1

Mengenal Lebih Dalam Tentang Kontrasepsi

Seperti yang kita tahu di zaman yang sudah semakin modren ini, kebanyakan orang akan disibukkan dengan pekerjaan. Baik itu pada orang yang masih lajang ataupun yang sudah menikah. Akibat terlalu sibuk mencari uang terkadang seseorang yang sudah menikah lebih memilih untuk menunda masa kehamilan.

Beberapa pasangan menunda kehamilan mereka dengan menggunakan apa yang sering kita sebut dengan alat kontrasepsi. Alat kontrasepsi ini memiliki banyak jenis dan inilah yang akan kita bahas dalam artikel ini.

Apa Yang Dimaksud Dengan Kontrasepsi?

2

 

Pengaturan kelahiran, yang dikenal pula sebagai kontrasepsi dan pengaturan fertilitas, merupakan metode atau alat yang digunakan untuk mencegah kehamilan. Perencanaan, pembekalan dan penggunaan kontrasepsi disebut keluarga berencana.

Seks aman, seperti penggunaan kondom wanita atau pria juga dapat membantu mencegah infeksimenular seksual dan kehamilan.Metode pengaturan kelahiran telah digunakan sejak zaman dahulu, tetapi metode yang efektif dan aman baru tersedia pada abad ke 20.Pada beberapa kebudayaan akses pada kontrasepsi dibatasi karena dianggap tidak seesuai baik secara moral maupun politik.

Beberapa Metode Dalam Kontrasepsi

  1. Metode kontrasepsi yang paling efektif adalah sterilisasi dengan vasektomi pada pria dan pengikatan tuba/saluran falopii pada wanita, alat kontrasepsi dalam rahim (AKDR/IUD) dan kontrasepsi implan (susuk KB).
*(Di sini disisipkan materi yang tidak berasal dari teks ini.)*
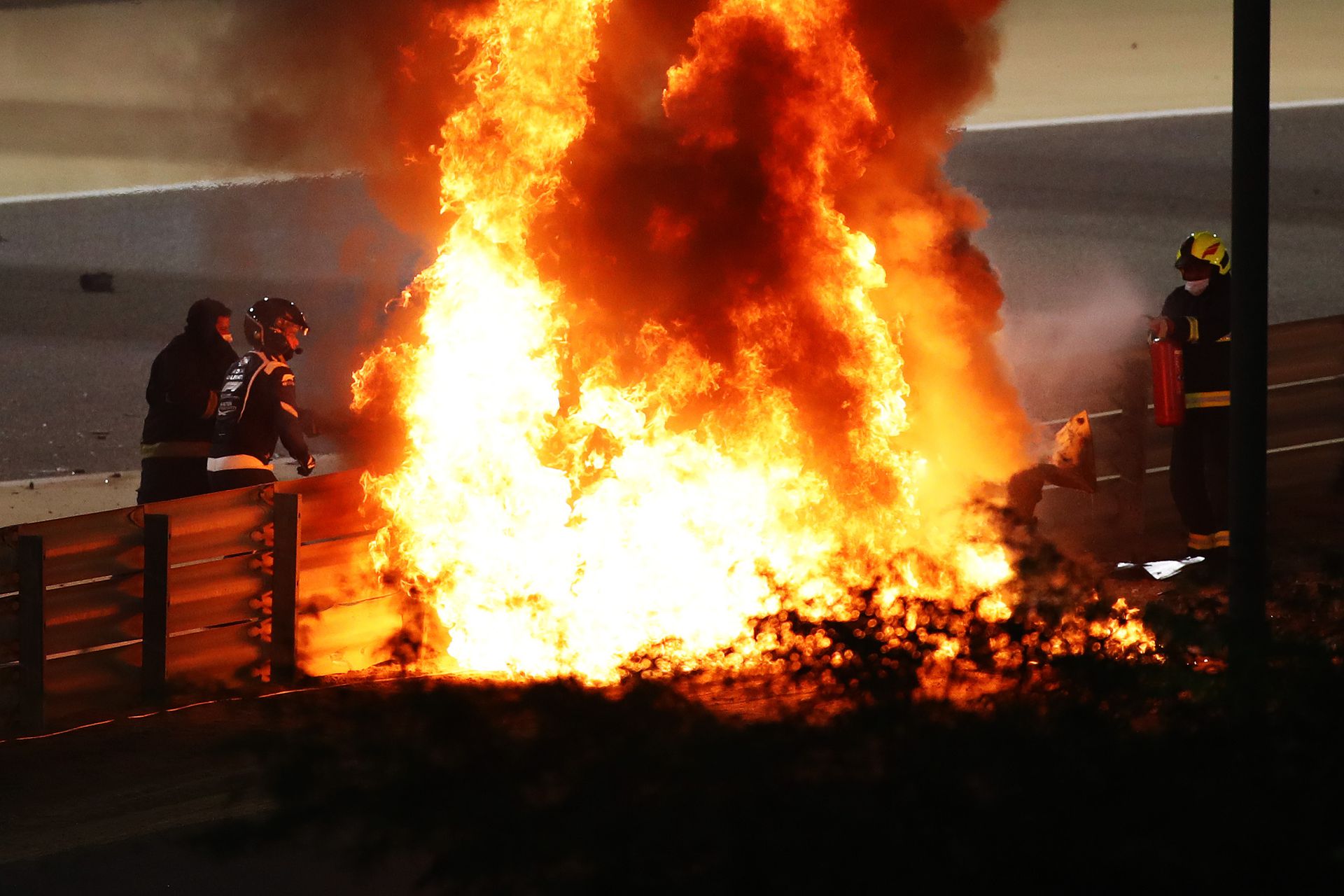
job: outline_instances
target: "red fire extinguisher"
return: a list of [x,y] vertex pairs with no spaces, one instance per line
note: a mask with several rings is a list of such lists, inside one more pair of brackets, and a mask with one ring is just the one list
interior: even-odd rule
[[1148,343],[1153,359],[1153,416],[1157,426],[1180,426],[1185,422],[1185,369],[1181,348],[1169,339]]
Ini disusul dengan sejumlah kontrasepsi hormonal termasuk pil oral, koyo, cincin vagina dan suntik.
  2. Metode yang kurang efektif termasuk barier seperti kondom, diafragma dan sponge kontrasepsi serta metode keluarga berencana alamiahs. Metode yang kurang efektif yaitu spermisida dan sanggama terputus oleh pria sebelum ejakulasi. Sterilisasi, walaupun sangat efektif biasanya tidak reversibel; semua metode lain bersifat reversibel, sebagian besar segera setelah dihentikan. Kontrasepsi darurat dapat mencegah kehamilan dalam beberapa hari setelah hubungan seks tanpa perlindungan. Ada yang menganggap pantang berhubungan seks sebagai kontrasepsi, tetapi pendidikan seks yang hanya mengandalkan pantang dapat meningkatkan kehamilan di usia remaja jika tidak disertai pendidikan kontrasepsi.

Pentingnya Kontrasepsi Pada Remaja

Pada masa remaja, kehamilan mempunyai risiko lebih besar berakhir buruk. Pendidikan seks yang komprehensif dan akses pada kontrasepsi dapat menurunkan tingkat kehamilan yang tidak diinginkan pada kelompok usia ini. Walaupun semua bentuk kontrasepsi dapat digunakan oleh orang muda, metode kontrasepsi reversibel jangka panjang seperti implan, AKDR/IUD, atau cincin vagina secara khusus bermanfaat dalam menurunkan tingkat kehamilan remaja.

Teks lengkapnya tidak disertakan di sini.